It’s not this guy.
If you put a bunch of strong people in a room, they’ll find a way to make each other stronger. You put a bunch of weak people together, and they’ll probably spend their time bitching about how life isn’t fair.
I moved to Denver around six months ago, but still make the trip back to Spearfish, South Dakota every once in a while to keep an eye on our facility here, meet up with friends and train with my old workout partners.
A few days ago I was training with my friend Jesse in Spearfish at his facility. We were going back and forth on the deadlift; pulling a rep or two, adding weight and taking turns at the bar. We never stop working, but we maintain a casual conversation most of the time between sets.
The combination of random bumper plates and iron on the bar made it difficult to guess the weight at a glance, so I didn’t bother counting the exact weight on one of my last pulls. I knew that it was heavy, felt my heart rate rise, my nervous system pick up and bumped my shins into the bar with the buzzing feeling that I get before a big lift. I flicked the chalk off my hands, took a deep breath as I watched it make a little cloud in the sunlight coming through the window, dropped down to the bar and drove my heels through the floor.
Jesse was at my shoulder yelling, “Hips!… Hips!…”
I locked the bar out, paused for a second and let it drop, then looked at it and cocked my head in the “curious puppy head tilt” as I tried counting out the weight and asked Jesse to confirm how much it was.
“505. Nice work.”
I had pulled 500 a few times before, but this was a new personal record and the odd thing was that I hadn’t even thought about it. In this environment, working with guys who squat, bench and deadlift 2,000 pound totals; the weights I work with seem insignificant, so I usually don’t pay much attention to what’s on my bar. I just try to keep up.
This is the great thing about being the weakest guy in the gym full of powerlifters. I inevitably find myself drifting up to their level. If I were training in a Bally’s full of Jersey Shore wannabes screaming and grunting about their 225 pound bench presses, my frame of reference for strength would be altered and I would be less likely to push myself. I would look at them and feel strong enough. When you’re lifting with guys who use your max weights on their speed days, that’s just not gonna happen. You have to keep striving or leave.

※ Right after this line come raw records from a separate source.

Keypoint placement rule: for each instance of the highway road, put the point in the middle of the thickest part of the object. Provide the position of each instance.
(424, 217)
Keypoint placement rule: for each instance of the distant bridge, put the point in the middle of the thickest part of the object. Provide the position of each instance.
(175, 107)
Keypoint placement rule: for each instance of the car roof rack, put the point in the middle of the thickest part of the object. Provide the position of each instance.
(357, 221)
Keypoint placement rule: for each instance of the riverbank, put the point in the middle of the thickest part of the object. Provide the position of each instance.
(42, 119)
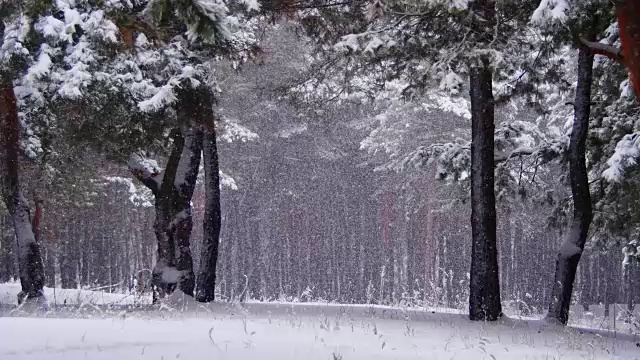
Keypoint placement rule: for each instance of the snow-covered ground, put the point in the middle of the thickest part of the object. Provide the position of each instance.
(182, 329)
(9, 295)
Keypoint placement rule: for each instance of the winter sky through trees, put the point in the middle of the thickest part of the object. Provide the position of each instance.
(319, 178)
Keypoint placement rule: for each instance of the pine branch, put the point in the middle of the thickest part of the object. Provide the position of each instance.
(598, 48)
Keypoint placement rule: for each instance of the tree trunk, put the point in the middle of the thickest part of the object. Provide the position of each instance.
(174, 218)
(181, 224)
(30, 261)
(484, 291)
(484, 285)
(212, 221)
(628, 14)
(571, 250)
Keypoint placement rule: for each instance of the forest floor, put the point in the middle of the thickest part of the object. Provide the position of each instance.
(182, 329)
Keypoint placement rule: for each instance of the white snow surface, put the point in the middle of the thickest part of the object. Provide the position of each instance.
(9, 295)
(180, 328)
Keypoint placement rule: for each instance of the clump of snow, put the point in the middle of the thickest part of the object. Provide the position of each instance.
(9, 293)
(550, 10)
(626, 155)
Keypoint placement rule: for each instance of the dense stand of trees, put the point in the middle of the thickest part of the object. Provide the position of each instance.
(312, 219)
(329, 237)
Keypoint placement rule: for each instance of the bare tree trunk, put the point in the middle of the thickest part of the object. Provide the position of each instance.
(484, 286)
(571, 250)
(30, 261)
(212, 221)
(174, 218)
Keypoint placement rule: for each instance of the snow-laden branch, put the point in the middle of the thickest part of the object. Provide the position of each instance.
(625, 156)
(599, 48)
(146, 170)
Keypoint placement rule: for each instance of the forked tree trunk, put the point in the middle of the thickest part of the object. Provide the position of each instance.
(484, 286)
(30, 261)
(212, 221)
(571, 250)
(174, 219)
(181, 224)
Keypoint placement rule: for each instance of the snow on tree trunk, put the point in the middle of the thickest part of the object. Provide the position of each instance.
(181, 223)
(174, 220)
(571, 250)
(484, 286)
(212, 221)
(30, 261)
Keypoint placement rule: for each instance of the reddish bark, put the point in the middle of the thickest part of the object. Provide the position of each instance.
(628, 13)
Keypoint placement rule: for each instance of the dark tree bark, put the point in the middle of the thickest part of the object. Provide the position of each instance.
(174, 221)
(571, 250)
(212, 221)
(30, 261)
(484, 286)
(628, 14)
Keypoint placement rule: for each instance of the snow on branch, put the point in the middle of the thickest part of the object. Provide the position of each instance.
(146, 170)
(625, 156)
(599, 48)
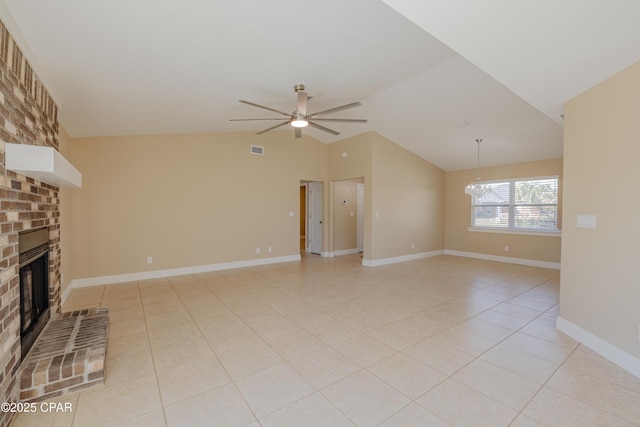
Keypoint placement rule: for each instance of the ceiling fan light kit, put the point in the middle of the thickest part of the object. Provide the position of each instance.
(300, 119)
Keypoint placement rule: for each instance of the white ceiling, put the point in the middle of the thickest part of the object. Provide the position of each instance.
(127, 67)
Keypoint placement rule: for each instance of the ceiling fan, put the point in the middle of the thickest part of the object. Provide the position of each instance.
(300, 119)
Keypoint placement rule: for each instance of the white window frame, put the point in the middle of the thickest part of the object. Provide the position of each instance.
(511, 229)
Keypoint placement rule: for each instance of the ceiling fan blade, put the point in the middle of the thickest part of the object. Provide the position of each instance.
(317, 119)
(302, 102)
(286, 122)
(266, 108)
(322, 128)
(336, 109)
(244, 120)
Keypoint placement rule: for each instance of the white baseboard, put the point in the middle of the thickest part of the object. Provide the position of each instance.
(510, 260)
(403, 258)
(346, 252)
(156, 274)
(620, 357)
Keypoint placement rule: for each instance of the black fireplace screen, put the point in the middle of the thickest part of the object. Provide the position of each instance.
(34, 285)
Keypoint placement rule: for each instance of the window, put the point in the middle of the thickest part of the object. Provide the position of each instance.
(529, 204)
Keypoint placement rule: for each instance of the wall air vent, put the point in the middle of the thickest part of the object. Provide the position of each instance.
(257, 149)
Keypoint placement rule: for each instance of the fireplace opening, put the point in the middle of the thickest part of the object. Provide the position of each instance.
(34, 285)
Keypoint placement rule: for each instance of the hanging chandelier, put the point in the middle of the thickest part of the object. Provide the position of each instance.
(477, 190)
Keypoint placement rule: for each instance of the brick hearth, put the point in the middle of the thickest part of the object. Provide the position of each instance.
(69, 355)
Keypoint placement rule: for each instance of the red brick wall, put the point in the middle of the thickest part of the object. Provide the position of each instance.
(28, 115)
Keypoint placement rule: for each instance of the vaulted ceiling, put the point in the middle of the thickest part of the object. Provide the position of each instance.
(433, 75)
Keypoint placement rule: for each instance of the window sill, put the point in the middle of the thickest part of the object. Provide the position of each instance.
(547, 233)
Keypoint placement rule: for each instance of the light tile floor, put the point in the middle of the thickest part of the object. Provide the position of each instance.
(328, 342)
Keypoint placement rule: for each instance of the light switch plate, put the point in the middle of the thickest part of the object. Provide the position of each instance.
(586, 221)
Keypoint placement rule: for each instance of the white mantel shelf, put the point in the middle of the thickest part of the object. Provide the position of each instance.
(45, 164)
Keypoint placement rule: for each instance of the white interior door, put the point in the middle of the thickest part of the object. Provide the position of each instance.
(314, 225)
(360, 189)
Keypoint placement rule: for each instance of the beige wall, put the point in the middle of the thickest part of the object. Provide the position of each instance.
(187, 200)
(408, 197)
(345, 214)
(600, 279)
(458, 215)
(356, 165)
(66, 258)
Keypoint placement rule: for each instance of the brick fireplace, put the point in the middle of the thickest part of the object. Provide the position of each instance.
(28, 115)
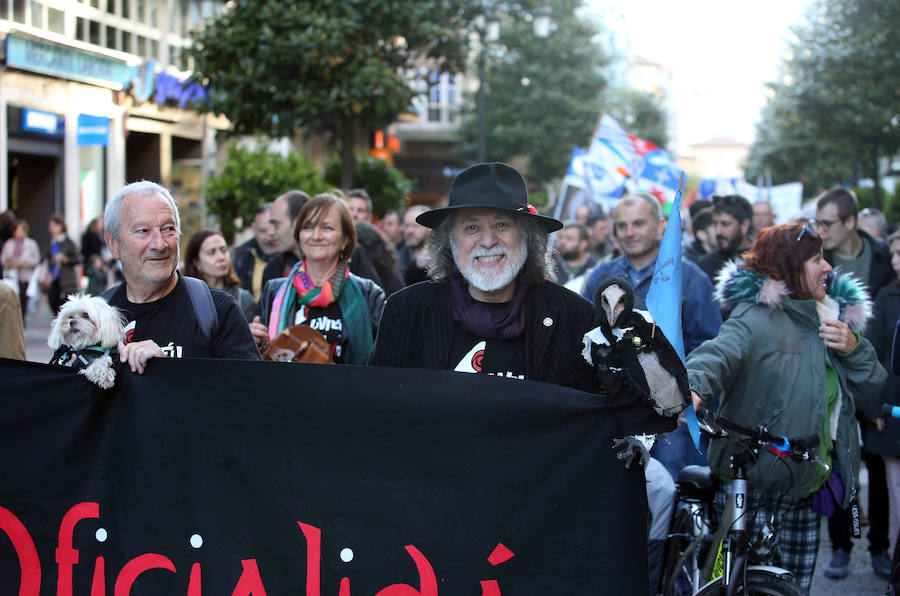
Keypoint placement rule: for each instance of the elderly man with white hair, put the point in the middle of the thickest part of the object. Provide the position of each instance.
(168, 315)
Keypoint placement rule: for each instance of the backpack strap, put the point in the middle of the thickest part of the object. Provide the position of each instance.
(108, 292)
(204, 308)
(202, 303)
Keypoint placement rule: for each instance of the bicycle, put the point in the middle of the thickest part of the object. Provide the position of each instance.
(740, 559)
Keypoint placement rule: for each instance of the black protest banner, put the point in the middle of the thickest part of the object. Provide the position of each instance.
(212, 477)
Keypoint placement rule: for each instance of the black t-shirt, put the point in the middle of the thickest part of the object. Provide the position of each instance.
(500, 357)
(328, 321)
(172, 324)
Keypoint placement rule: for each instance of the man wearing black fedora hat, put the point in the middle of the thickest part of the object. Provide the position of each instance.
(488, 307)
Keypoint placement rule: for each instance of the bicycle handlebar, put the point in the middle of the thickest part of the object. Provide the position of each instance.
(802, 447)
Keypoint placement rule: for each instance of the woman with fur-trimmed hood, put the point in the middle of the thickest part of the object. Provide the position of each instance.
(791, 357)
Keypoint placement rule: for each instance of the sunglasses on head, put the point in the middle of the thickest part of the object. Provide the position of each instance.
(804, 231)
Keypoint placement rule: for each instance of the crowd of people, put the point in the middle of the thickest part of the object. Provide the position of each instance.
(788, 325)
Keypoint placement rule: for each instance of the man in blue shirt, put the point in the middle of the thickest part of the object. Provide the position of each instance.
(638, 227)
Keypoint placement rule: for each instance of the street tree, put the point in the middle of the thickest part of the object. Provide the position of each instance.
(789, 148)
(838, 89)
(253, 176)
(275, 67)
(639, 112)
(542, 95)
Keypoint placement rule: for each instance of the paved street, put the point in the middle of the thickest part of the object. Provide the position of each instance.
(861, 581)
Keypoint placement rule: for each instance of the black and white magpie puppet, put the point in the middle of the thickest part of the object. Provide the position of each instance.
(630, 355)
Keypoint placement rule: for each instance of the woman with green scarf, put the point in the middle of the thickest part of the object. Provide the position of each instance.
(320, 291)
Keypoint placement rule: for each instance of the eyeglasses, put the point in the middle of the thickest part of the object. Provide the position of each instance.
(806, 230)
(826, 224)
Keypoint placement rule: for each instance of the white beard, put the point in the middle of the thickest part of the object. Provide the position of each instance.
(489, 282)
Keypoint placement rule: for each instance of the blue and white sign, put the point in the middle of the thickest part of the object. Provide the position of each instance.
(92, 131)
(42, 122)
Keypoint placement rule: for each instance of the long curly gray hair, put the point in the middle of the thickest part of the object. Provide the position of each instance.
(538, 262)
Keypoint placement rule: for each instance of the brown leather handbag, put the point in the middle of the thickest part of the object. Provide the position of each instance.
(300, 343)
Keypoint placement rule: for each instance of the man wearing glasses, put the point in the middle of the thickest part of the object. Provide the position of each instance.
(733, 216)
(852, 250)
(846, 245)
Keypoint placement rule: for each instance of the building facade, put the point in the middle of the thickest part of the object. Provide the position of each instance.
(93, 95)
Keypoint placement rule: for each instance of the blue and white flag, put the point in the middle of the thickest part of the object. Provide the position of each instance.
(664, 297)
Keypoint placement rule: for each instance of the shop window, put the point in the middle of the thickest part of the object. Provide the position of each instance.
(19, 11)
(94, 31)
(37, 11)
(81, 29)
(111, 41)
(56, 21)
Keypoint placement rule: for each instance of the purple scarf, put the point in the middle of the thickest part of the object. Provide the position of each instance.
(505, 320)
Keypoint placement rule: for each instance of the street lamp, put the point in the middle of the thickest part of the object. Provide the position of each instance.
(489, 31)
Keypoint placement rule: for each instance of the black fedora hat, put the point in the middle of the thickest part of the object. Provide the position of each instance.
(489, 186)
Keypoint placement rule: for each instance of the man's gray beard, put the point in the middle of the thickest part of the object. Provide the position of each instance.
(490, 283)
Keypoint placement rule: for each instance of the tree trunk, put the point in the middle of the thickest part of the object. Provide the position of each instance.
(348, 152)
(876, 178)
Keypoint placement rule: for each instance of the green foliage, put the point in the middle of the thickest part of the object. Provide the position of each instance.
(835, 108)
(890, 203)
(386, 185)
(639, 112)
(559, 106)
(253, 177)
(273, 67)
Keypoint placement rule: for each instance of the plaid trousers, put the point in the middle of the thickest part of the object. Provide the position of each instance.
(796, 525)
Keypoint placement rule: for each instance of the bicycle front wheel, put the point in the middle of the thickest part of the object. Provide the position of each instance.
(758, 583)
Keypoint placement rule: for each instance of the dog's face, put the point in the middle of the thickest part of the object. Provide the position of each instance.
(86, 321)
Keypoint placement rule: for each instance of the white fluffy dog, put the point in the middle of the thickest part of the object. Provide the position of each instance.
(84, 334)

I try to do this with everything. When I do conditioning workouts, I find guys who are going to be nearly impossible to keep up with like Marshall or some of our pro fighters like Joe Warren who seem to be capable of turning off the part of their brain that recognizes pain. Jesse often works out with us, facing his own weakness in our conditioning sessions. (This is how he earned the nickname World’s Most Athletic Fat Guy)
In business, I try to have conversations with people who are already much more successful than me. If you ever think you’re doing enough to justify a little complacence, sit down for lunch with guys like Nate Green or John Berardi. You’ll realize how much further ahead in the game they are and how much unrealized potential you have.
When it comes to studying and reading, I try to talk books with the kind of guys who are actually writing them, like Dr. David Scarborough, a professor and client at the Barefoot in Spearfish. After reading his book, Neural Networks in Organizational Research I realized that I’m, well, not all that smart. But there is a lot I can learn.
Most of the people I’ve mentioned here who have in some way helped me become smarter or stronger are in this small 10,000 person town. A glance around the handful of people in our gym would show you a world class powerlifter, an incredibly talented A.R.T. practitioner and a brilliant professor with a penchant for 4,000 mile motorcycle trips. This isn’t the only place like this. If you were to look hard enough, you could find people like this somewhere around you.
Are you surrounding yourself with people who are going to make you a better, stronger, more capable person, or are the people around you keeping you complacent? If your answer is the latter, perhaps it’s time to do something about it.